*Upaya Babinsa Koramil 0816/ 06 Tgln Guna Dukung Swasembada Pangan*
Berbagai tantangan dihadapi pemerintah dalam mencapai target swasembada pangan, khususnya beras. Salah satunya adalah ketergantungan impor karena produksi dalam negeri belum mampu memenuhi target yang dibutuhkan. Bahkan, tahun ini Indonesia telah mengimpor sebanyak 3,6 juta ton beras.
Oleh karena itu, tahun ini pemerintah menargetkan produksi hasil panen padi dalam negeri dapat mencapai di atas 20 juta ton, atau naik sekitar 5 persen dibandingkan tahun 2015. Salah satu upaya yang dilakukan pemerintah dalam memenuhi target tersebut adalah dengan memberi bantuan peralatan dan mesin kepada petani supaya dapat meningkatkan hasil panennya.

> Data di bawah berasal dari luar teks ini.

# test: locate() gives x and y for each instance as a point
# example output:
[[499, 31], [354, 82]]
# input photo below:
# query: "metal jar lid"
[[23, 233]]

Selain itu, pemerintah juga bekerja sama dengan pihak TNI sebagai tenaga pendampingan, agar pencapaian produktivitas beras bisa cepat tercapai. “Kami sangat membutuhkan TNI karena tenaga penyuluh di lapangan terbatas,” tutur Bpk Mustopa anggota Penyuluh Pertanian Lapangan (PPL) Kecamatan Tanggulangin
Serda Alpirin Babinsa Desa Ketapang Koramil 06/ Tanggulangin aktif melakukan kegiatan pendampingan pertanian dan pemantauan perkembangan tanaman padi di lahan pertanian.
Adapun kegiatan ini selain merupakan salah satu bentuk pendampingan Babinsa kepada para petani , juga bertujuan untuk memantau perkembangan tanaman padi yang baru berumur kurang lebih 1,5 bulan, sehingga apabila ada gangguan atau serangan hama dan penyakit bisa segera dicegah dan diatasi dengan cara penyemprotan menggunakan insektisida.
Sebagaimana diketahui bahwa padi merupakan salah satu komoditas strategis bagi kebutuhan pangan masyarakat juga dari segi perekonomian cukup membantu masyarakat, karena selain sebagai bahan pangan juga bisa menjadi bahan baku untuk kebutuhan lainnya.
Untuk mencapai tujuan tersebut, maka pengembangan tanaman padi dengan produksi tinggi perlu terus diperluas dengan melaksanakan program-program yang telah ditetapkan oleh Dinas Pertanian Perkebunan dan Peternakan Kabupaten Sidoarjo dan adanya partisipasi petani di wilayah pengembangan menjadi syarat mutlak menuju swasembada yang berkelanjutan.
Babinsa yang merupakan mitra Mantri Pertanian, PPL, POPT dan Pengairan diharapkan ikut mensukseskan tujuan pemerintah dalam swasembada pangan Nasional, diantaranya mendampingi Mantri Pertanian dan Penyuluh Pertanian Lapangan di lapangan. Apabila ada kendala terutama masalah tanaman, para petani bisa menyampaikan secara langsung kepada Babinsa untuk disampaikan kepada Dinas terkait dengan demikian permasalahan tersebut bisa segera diantisipasi sedini mungkin.